Par ailleurs, la vaste portée de l'alinéa 130(1)a) doit être interprétée dans le contexte de l'exigence selon laquelle on doit être en présence d'un lien de connexité avec le service militaire; autrement, les tribunaux militaires n'auraient aucun pouvoir en vertu de la LDN à l'égard des infractions d'ordre public n'ayant pas de lien militaire clair.

 

[16]           Plus loin, au paragraphe 105 de cette même décision, elle conclut :

 

En conclusion, bien interprété, l'alinéa 130(1)a) de la LDN n'a pas une portée excessive. Sa portée, bien que vaste, est limitée par l'exigence du lien de connexité avec le service militaire, qui veille à ce que la disposition ne soit pas plus vaste que nécessaire pour réaliser l'objectif de la LDN : permettre aux Forces armées de traiter des questions directement liées à la discipline, à l'efficacité et au moral des troupes. Par conséquent, la disposition ne va pas à l'encontre de l'article 7 de la Charte.

 

[17]           Les décisions de la Cour d'appel de la cour martiale dans Vezina et Larouche ont confirmé ce raisonnement. Dans la décision de Vézina, la cour s'est exprimée de la manière suivante au paragraphe 12 :

 

Sur le fond de la question constitutionnelle, nous constatons que, dans l'arrêt Moriarity c La Reine, 2012 CAMC 3017, notre cour a rejeté une contestation identique. Nous nous estimons liés par l'arrêt Moriarity, parce que l'appelante ne nous a pas persuadés que la cour a commis une erreur manifeste.

 

[18]           Dans Larouche, la Cour d'appel de la cour martiale s'est exprimée ainsi sur cette question au paragraphe 8 de la décision :

 

Je partage entièrement l'approche et les conclusions du juge en chef Blanchard dans l'arrêt Moriarity/Hannah au sujet de la portée excessive de l'alinéa 130(1)a) de la LDN et de la violation de l'article 7 et de l'alinéa 11f) de la Charte

 

[19]           Cependant, dans Larouche, la cour est allée un peu plus loin en s'exprimant ainsi aux paragraphes 12 à 15 :

 

[12]         L'alinéa 130(1)a) de la LDN confère compétence aux tribunaux militaires à l'égard tant des infractions militaires contenues dans la LDN que des infractions pénales à la loi ordinaire. La question est de savoir s'il a une portée excessive et s'il prive les personnes assujetties à la LDN du droit de bénéficier d'un procès avec jury relativement à des infractions qui ne relèvent pas de la justice militaire au sens de l'alinéa 11f) de la Charte.

 

[13]         Dans l'arrêt Moriarity/Hannah, le juge en chef Blanchard fait une synthèse remarquable de la jurisprudence de notre cour et de celle de la Cour suprême, de l'histoire législative de la LDN, son objet et son fonctionnement de même que de l'objet du Code de discipline militaire qu'il définit selon les termes utilisés par le juge en chef Lamer dans R c Généreux : « [l]e but d'un système de tribunaux militaires distinct est de permettre aux Forces armées de s'occuper des questions qui touchent directement à la discipline, à l'efficacité et au moral des troupes ».

 

[14]        J'estime, comme lui, que la constitutionnalité de l’alinéa 130(1)a) ne peut être préservée que si on l'interprète comme le juge en chef Mahoney l'a fait dans MacDonald c R [16] il y a plus de trente ans :

 

An offence that has a real military nexus and falls within the letter of subsection 120(1) [maintenant le paragraphe 130(1)] of the National Defence Act [is] an offence under military law as that term is used in paragraph 11(f) of the Charter of Rights.
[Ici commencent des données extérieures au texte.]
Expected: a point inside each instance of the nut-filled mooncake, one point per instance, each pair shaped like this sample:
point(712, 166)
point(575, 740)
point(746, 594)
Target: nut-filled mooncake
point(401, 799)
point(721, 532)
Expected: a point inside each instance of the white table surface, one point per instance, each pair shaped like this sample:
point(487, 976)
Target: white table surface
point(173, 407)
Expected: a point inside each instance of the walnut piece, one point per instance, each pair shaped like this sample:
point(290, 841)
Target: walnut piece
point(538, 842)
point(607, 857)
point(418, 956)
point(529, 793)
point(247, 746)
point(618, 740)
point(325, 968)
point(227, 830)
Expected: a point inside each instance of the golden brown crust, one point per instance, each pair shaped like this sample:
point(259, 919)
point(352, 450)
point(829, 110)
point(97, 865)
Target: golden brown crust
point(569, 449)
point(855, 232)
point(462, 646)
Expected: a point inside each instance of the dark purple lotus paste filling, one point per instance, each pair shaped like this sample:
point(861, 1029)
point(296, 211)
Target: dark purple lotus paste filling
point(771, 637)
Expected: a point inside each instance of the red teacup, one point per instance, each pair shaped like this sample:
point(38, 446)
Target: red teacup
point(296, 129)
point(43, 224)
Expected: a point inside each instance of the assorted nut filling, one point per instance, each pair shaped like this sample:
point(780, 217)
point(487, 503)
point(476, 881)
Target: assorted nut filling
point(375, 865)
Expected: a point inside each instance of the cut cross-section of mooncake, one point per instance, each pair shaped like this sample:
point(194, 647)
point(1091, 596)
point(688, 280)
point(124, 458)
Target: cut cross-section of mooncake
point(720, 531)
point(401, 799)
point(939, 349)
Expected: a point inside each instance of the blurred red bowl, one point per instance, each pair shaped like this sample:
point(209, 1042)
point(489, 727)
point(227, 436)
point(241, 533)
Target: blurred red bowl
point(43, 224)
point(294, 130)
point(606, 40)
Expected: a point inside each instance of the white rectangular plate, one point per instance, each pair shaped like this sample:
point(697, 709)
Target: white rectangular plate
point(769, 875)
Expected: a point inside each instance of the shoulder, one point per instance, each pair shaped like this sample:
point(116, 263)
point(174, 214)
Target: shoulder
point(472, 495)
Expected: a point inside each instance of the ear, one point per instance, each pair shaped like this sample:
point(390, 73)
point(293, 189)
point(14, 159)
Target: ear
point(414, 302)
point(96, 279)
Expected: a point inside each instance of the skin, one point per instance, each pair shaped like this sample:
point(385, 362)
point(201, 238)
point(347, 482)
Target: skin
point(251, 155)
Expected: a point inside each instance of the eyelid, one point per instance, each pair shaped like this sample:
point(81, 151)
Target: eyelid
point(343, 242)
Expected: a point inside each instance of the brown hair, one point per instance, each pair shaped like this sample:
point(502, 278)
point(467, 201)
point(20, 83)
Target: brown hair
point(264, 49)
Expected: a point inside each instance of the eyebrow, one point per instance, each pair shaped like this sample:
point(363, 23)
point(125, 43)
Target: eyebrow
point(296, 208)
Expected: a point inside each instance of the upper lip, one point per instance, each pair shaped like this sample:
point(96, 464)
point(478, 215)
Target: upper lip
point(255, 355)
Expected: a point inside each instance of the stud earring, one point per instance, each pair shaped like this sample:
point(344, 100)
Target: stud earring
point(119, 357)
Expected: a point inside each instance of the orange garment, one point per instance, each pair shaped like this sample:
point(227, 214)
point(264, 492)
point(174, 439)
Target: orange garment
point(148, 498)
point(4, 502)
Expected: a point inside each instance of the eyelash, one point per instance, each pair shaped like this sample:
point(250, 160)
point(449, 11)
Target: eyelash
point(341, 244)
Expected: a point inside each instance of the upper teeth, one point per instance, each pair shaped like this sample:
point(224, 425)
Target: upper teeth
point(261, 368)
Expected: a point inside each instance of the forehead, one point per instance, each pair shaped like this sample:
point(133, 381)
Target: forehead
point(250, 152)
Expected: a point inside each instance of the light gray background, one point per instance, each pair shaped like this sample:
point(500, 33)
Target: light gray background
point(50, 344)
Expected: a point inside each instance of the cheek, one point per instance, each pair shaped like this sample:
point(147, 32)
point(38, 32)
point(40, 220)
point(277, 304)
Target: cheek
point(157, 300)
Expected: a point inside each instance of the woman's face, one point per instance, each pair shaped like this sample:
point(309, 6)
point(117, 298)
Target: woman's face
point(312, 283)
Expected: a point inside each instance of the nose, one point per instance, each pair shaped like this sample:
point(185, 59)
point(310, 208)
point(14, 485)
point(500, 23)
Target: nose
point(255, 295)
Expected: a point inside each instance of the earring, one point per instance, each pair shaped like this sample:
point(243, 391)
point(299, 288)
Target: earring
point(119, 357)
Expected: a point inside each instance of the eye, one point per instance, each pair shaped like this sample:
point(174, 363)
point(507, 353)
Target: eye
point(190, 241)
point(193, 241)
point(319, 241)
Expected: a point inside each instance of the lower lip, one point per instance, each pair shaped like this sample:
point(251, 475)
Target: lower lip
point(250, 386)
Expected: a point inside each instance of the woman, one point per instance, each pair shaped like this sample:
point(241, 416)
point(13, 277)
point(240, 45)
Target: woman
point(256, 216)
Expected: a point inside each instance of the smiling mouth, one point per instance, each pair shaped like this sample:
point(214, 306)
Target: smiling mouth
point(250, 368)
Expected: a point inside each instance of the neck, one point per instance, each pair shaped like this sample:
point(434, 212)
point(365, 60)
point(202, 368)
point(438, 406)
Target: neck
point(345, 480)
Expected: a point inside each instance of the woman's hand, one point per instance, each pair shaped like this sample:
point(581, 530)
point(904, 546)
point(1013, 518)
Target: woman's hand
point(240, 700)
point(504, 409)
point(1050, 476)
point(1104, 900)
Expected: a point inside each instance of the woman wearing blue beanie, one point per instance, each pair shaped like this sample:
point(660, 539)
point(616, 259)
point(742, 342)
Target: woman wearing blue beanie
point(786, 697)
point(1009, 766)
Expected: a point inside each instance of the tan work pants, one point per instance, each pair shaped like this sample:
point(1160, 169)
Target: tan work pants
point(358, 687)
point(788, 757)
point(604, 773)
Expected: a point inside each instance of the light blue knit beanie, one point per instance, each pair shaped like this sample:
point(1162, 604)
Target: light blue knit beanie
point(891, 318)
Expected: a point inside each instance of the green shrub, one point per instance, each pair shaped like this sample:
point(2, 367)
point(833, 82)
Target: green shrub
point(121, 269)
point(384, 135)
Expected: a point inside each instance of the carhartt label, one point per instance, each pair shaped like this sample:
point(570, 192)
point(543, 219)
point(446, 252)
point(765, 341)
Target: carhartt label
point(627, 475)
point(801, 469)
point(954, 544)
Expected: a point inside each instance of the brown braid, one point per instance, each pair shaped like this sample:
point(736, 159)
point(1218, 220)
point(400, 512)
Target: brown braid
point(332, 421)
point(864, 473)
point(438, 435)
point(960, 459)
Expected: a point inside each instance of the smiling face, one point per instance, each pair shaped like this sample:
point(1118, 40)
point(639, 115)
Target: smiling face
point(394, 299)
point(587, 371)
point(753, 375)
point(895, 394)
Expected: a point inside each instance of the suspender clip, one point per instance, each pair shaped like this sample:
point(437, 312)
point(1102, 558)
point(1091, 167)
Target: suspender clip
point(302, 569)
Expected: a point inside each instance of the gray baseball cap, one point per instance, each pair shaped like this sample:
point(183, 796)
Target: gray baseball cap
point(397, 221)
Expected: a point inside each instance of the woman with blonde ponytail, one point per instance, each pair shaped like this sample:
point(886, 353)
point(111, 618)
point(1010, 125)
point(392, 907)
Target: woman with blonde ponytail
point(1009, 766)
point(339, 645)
[15]         Pour les motifs qui suivent, je conclus que le paragraphe 130(1) de la LDN viole l'article 7 et l'alinéa 11f) de la Charte, car il a une portée excessive qui est susceptible - sans l'application du critère du lien de connexité avec le service militaire - de priver les militaires canadiens de leur droit constitutionnel de bénéficier d'un procès par jury.

 

[20]           À titre de remède, la Cour d'appel de la cour martiale dans cette décision en vient à la conclusion que l'alinéa 130(1)a) de la LDN doit faire l'objet d'une interprétation large et doit maintenant se lire comme suit :

[134] L'alinéa 130(1)a) de la LDN doit donc maintenant se lire de la manière suivante:

130. (1) Constitue une infraction à la présente section tout acte ou omission, qui est à ce point relié à la vie militaire, par sa nature et par les circonstances de sa perpétration, qu’il est susceptible d’influer sur le niveau général de discipline et d’efficacité des Forces canadiennes:

130. (1) An act or omission which is so connected with the service in its nature, and in the circumstances of its commission, that it would tend to affect the general standard of discipline and efficiency of the service of the Canadian Forces

a) survenu au Canada et punissable sous le régime de la partie VII de la présente loi, du Code criminel ou de toute autre loi fédérale;

(a) that takes place in Canada and is punishable under Part VII, the Criminal Code or any other Act of Parliament, or

[…]

[…]

Quiconque en est déclaré coupable encourt la peine prévue au paragraphe (2).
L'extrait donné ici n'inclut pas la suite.